Foreksowi oszuści wyłudzili 1,9 mln zł. Odpowiedzą z wolnej stopy
Siedem osób zatrzymanych przez funkcjonariuszy Komendy Stołecznej Policji w Warszawie, 45 pokrzywdzonych osób i podejrzenie wyłudzenia 1,9 mln zł. To nie wystarczyło sądowi, by aresztować podejrzanych o oszustwa związane z rynkiem Forex.
Śledztwo nadzoruje Prokuratura Okręgowa w Warszawie. Wynika z niego, że oszustwo miało polegać na niekorzystnym rozporządzaniu mieniem 45 poszkodowanych osób, od których pozyskano ok. 1,9 mln zł. Prokurator już przedstawił podejrzanym poważne zarzuty: udziału w zorganizowanej grupie przestępczej mającej na celu popełnianie przestępstw oszustwa oraz prowadzenie działalności w zakresie obrotu instrumentami finansowymi bez wymaganego zezwolenia. Grozi im za to do 10 lat więzienia.
Przeczytaj koniecznie: „Łowcy frajerów” złapani. Wyłudzili 18 mln zł od 350 osób
Sąd: mogą odpowiadać z wolnej stopy
Mimo zagrożenia wysoką karą i możliwości mataczenia, sąd nie był zbyt surowy – przynajmniej na tym etapie sprawy. Jedna osoba została aresztowana, ale wyjdzie na wolność jak tylko wpłaci poręcznie majątkowe w wysokości 150 tys. zł. Sześć pozostałych osób, które zostały zatrzymane przez policję, ma dozór (czyli 1-3 razy w tygodniu muszą stawić się na komisariacie i podpisać na liście) i zakaz wyjeżdżania poza granice Polski. Musiały też wpłacić poręczenia majątkowe – od 10 tys. zł do 50 tys. zł.
Warszawska firma, siedziba na Wyspach Marshalla
Spółka działająca pod szyldem FxOnUs była zarejestrowana w tzw. raju podatkowym – na Wyspach Marshalla. To tam teoretycznie działał broker, funkcjonujący za pośrednictwem platformy na stronie www.fxonus.com. Funkcjonował jako doradca, podpowiadając swoim klientom jakie transakcje mają wykonywać. Rekomendacje były konkretne, a przedstawiciele firmy zapewniali o swojej skuteczności.

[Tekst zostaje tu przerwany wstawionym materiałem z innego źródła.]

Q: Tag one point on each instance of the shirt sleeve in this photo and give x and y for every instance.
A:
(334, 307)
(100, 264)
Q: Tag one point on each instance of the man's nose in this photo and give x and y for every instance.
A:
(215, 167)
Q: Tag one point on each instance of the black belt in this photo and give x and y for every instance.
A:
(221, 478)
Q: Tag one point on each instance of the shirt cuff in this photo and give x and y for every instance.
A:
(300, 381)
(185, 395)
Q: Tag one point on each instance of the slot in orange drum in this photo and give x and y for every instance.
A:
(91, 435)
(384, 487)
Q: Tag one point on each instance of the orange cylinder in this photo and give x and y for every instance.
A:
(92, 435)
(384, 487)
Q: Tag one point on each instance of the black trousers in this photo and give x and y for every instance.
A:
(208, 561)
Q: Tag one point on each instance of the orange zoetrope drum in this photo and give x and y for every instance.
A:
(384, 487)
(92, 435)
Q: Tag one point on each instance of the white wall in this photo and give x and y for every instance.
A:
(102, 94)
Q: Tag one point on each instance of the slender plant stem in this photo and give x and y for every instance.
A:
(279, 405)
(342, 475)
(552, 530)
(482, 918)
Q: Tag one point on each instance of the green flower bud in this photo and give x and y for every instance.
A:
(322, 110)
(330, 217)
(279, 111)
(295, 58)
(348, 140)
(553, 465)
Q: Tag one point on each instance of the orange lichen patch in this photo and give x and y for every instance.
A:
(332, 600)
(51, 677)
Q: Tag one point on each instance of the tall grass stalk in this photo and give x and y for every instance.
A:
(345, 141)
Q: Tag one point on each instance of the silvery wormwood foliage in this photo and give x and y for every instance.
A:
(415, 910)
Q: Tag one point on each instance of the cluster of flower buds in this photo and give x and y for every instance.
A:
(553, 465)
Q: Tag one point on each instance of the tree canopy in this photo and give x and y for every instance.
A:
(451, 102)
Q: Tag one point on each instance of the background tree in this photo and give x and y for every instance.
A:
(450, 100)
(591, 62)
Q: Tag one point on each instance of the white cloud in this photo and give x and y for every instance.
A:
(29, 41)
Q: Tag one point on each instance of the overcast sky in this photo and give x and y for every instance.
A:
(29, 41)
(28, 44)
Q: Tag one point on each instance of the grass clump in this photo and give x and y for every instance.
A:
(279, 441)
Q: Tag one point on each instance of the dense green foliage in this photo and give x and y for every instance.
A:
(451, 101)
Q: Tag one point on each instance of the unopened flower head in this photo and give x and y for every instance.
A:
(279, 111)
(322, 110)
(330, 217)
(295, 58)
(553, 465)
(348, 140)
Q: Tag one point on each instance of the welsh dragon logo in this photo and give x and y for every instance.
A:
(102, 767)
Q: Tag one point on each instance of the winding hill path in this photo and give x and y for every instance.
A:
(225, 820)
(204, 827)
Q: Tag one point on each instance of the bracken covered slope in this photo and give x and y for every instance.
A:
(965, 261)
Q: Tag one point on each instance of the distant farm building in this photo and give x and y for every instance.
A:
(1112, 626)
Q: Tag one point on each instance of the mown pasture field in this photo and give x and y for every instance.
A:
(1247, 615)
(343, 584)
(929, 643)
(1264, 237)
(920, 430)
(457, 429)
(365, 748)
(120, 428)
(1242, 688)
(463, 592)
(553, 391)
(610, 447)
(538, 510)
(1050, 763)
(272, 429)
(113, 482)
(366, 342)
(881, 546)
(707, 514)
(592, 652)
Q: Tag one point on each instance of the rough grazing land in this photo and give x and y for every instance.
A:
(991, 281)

To jednak nie wszystko. Przedstawiciele brokera oferowali również zarządzanie kapitałem. Dostawali dostęp do rachunku i mogli obracać wpłaconymi środkami. Prokuratura twierdzi, że nie mieli i nie mają zezwolenia do tego typu działalności. Co więcej, w rozmowach z klientami mieli być też dalecy od rzetelności – mieli wprowadzać w błąd klientów, nie informując ich o ryzyku takich inwestycji, a nawet posuwać się do tego, że inwestowali w zupełnie inne instrumenty, podczas gdy klientom nie przekazywali żądnych konkretnych informacji na ten temat.
Gdzie są pieniądze poszkodowanych?
Prace nad sprawdzaniem obiegu pieniędzy klientów jeszcze trwają, ale wiele wskazuje na to, że nie trafiały one w większości na rynek kapitałowy. Klienci firmy wpłacali od kilku tysięcy złotych do nawet kilkuset tysięcy złotych. Ich pieniądze docierały na rachunek firmy na Wyspach Marshalla, który prowadził bank z Czech. Szybko jednak stamtąd wypływały, wędrując do kolejnych spółek.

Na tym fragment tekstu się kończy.